Personalized Alignment: Top-1 movie recommendation accuracy and generation task rewards are consistently higher under P-GRPO than standard GRPO across LLM scales and datasets. Super-class clustering amplifies gains; random clusters ablate the effect (Wang et al., 17 Feb 2026).
Diffusion LLMs: On GSM8K, AGRPO achieves 87.3% accuracy (+7.6%), and on Countdown, 40% (≈3.8× baseline), outperforming both reference and non-reference RL post-training alternatives (Zhan, 5 Oct 2025).
Consensus Generation: On WMT 2024, Consensus-GRPO and Dr-GRPO surpass MBR decoding in COMET score while reducing inference cost by 1–2 orders of magnitude; similar gains are obtained for summarization (XSum, ROUGE-L_sum) (Ichihara et al., 3 Feb 2026).

6. Limitations, Practical Considerations, and Extensions

AGRPO relies on adequate trajectory diversity within sampled groups; for easy tasks or narrow policies, group variance may collapse, requiring adaptive temperature schedules or additive $S_i$ 5 for numerical stability (Sepúlveda et al., 9 Jun 2026). In molecular optimization, action spaces limited to atom/bond addition exclude challenging morphing or fragment-linking. History-based normalization in personalized AGRPO assumes accurate tracking of group assignments and sufficient per-group training data (Wang et al., 17 Feb 2026). Training overhead is higher than standard SFT, but inference is amortized to a single forward pass in nearly all applications (Ichihara et al., 3 Feb 2026).

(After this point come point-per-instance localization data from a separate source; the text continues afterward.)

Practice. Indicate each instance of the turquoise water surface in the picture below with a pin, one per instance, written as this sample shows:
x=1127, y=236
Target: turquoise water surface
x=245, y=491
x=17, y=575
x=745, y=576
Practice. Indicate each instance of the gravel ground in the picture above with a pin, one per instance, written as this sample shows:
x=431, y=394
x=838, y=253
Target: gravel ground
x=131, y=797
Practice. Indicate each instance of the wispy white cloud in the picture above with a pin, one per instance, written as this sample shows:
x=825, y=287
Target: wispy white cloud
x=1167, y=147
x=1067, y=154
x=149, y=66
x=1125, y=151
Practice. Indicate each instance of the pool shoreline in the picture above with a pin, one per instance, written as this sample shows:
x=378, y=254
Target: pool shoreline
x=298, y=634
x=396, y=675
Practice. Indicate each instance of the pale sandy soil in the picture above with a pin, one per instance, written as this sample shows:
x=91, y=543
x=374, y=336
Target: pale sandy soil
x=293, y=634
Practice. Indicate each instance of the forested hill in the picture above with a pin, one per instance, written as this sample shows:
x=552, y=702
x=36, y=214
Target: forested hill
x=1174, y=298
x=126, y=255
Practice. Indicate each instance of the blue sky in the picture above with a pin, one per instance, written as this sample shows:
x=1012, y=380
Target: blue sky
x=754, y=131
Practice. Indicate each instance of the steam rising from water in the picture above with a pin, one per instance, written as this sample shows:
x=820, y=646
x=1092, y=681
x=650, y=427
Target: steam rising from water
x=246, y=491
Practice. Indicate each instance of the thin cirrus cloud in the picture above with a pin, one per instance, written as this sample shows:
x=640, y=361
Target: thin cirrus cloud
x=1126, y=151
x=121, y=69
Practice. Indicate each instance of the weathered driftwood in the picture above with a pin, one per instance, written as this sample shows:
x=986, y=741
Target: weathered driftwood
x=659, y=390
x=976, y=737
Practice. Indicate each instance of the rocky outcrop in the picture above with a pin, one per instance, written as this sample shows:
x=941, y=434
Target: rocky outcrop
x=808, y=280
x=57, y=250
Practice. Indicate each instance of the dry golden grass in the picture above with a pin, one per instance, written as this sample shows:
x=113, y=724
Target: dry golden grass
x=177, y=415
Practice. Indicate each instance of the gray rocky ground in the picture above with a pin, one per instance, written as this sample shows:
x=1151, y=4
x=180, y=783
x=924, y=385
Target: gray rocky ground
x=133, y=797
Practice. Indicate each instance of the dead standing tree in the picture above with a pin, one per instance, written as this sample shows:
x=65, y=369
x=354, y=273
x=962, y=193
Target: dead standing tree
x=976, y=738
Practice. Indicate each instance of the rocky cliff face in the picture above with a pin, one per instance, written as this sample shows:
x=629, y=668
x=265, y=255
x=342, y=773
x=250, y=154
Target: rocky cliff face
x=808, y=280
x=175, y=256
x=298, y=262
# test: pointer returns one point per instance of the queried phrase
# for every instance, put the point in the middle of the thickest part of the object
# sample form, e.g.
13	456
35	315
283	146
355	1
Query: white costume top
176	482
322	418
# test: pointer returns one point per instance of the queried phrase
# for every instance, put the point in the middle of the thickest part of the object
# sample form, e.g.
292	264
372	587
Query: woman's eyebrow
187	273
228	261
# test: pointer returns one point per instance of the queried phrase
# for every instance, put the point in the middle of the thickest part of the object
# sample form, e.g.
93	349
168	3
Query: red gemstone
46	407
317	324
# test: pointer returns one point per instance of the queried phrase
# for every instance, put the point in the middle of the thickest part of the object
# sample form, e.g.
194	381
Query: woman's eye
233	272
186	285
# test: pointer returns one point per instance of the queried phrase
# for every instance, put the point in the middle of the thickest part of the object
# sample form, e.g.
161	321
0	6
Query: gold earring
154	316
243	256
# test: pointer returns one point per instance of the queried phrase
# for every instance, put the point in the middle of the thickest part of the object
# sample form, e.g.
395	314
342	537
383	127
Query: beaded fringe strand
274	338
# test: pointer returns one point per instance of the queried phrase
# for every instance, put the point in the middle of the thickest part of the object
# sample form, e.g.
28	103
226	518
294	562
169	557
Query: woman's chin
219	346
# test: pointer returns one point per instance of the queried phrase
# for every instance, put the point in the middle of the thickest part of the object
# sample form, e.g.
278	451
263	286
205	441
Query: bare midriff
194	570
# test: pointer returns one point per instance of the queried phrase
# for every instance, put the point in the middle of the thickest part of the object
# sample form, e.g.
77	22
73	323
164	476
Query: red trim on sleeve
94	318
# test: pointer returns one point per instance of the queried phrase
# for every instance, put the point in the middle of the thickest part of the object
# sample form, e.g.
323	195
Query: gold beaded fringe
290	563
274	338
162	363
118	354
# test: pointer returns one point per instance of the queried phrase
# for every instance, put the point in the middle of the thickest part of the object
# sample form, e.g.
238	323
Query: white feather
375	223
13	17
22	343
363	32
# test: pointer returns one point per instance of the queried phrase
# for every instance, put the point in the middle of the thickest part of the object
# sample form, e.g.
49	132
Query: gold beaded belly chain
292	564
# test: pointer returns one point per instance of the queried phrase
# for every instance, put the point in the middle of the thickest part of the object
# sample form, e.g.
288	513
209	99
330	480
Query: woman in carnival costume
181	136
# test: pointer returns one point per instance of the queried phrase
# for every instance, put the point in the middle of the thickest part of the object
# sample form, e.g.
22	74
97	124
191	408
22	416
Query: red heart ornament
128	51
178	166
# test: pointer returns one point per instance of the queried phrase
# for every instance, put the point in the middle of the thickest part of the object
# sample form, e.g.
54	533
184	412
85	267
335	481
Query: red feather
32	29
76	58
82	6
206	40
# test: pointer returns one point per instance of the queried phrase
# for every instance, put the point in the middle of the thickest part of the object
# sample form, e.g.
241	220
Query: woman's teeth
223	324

Extensions include hybridization with instance-level search/refinement, integration with surrogate or multi-fidelity offline oracles, dynamic group sizing, and broader application to unseen combinatorial or structured prediction tasks (Javaid et al., 12 Feb 2026, Sepúlveda et al., 9 Jun 2026). In personalized settings, adaptive clustering and amortized reward histories further improve representational equity (Wang et al., 17 Feb 2026).

7. Summary Table: AGRPO Application Scope

Domain	Policy Backbone	Group Definition	Key Empirical Gains
Molecular Design	Graph Transformer	Per-scaffold completions	SOTA OOD generalization, stable RL (Javaid et al., 12 Feb 2026)
Combinatorial Routing	Pointer-style Transformer	Per-instance rollouts	Baseline-free, matches POMO/AM (Sepúlveda et al., 9 Jun 2026)
LLM Preference Alignment	LM (Prompt+Preference group)	Per-group, amortized history	Group-fair convergence, generality (Wang et al., 17 Feb 2026)
Diffusion LLM	dLLM, iterative unmasking	Grouped MC sample of steps	Large accuracy boosts, tractable RL (Zhan, 5 Oct 2025)
Consensus Text Generation	LM + sample group (MBR surrogate)	Peer candidate set	Amortized MBR decoding, reduces cost (Ichihara et al., 3 Feb 2026)

In conclusion, AGRPO constitutes a robust baseline-free methodology for amortized policy optimization under structural, task-based, or user-group heterogeneity. Its consistent adoption across molecular design, combinatorial optimization, LLM alignment, non-autoregressive LMs, and consensus learning highlights its versatility and empirical efficacy (Javaid et al., 12 Feb 2026, Sepúlveda et al., 9 Jun 2026, Wang et al., 17 Feb 2026, Zhan, 5 Oct 2025, Ichihara et al., 3 Feb 2026).